However, information about how and whether data is reused is not often openly accessible from research data repositories. This study focuses on Biodiversity datasets published on Global Biodiversity Information Facility (GBIF) because there is frequent reuse of research data in this field. GBIF was used as a data source since it provides citation count for datasets, not a commonly available feature for most repositories. Metadata from 38,878 datasets were collected through the GBIF API.

The data shows that biodiversity datasets on GBIF are frequently updated, which is unusual for research data. Analysis of dataset types, citation counts, creation and update time of datasets suggests that citation rates vary for different types of datasets.

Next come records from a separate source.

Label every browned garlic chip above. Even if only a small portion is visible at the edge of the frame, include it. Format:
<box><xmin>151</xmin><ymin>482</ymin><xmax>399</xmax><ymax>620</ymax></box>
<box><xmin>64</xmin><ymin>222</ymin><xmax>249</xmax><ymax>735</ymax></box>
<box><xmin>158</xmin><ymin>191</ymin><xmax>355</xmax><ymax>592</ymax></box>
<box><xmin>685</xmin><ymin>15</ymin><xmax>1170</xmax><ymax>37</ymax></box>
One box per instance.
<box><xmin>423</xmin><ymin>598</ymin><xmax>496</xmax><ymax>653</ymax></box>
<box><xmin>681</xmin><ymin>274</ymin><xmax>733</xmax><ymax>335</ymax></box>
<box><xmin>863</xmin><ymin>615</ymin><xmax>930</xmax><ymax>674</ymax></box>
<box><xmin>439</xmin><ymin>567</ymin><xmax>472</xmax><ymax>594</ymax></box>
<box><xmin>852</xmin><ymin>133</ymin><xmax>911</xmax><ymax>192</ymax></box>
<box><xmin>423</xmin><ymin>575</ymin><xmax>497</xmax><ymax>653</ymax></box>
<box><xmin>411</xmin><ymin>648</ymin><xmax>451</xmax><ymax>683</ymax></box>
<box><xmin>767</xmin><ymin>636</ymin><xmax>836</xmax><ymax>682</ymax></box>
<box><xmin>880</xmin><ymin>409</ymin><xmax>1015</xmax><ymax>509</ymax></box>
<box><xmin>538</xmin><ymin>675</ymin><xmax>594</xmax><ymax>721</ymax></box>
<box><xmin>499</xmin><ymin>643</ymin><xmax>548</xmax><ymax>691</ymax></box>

‘Occurrence' datasets that have more granular information have higher citation rates than checklist and metadata-only datasets. Correlation tests also suggest that more frequently updated datasets tend to receive more citations. An analysis of the number of occurrence datasets published between 2007-2018 and the number of citations received indicate that, similarly to articles, it takes 2-3 years to accrue most citations for datasets.

Furthermore, an analysis of dataset title texts suggests that datasets about some regions, including China, Brazil, Atlantic, Australia and India, appear more frequently than others.

The results are suggestive that data reuse and data citation are common in Biodiversity, and that more enriched and regularly maintained datasets attract more citations. Therefore, including citation counts for datasets in repositories can help to reveal how data citation practices differ in various fields and whether citation evidence can be used to promote the impact of research data.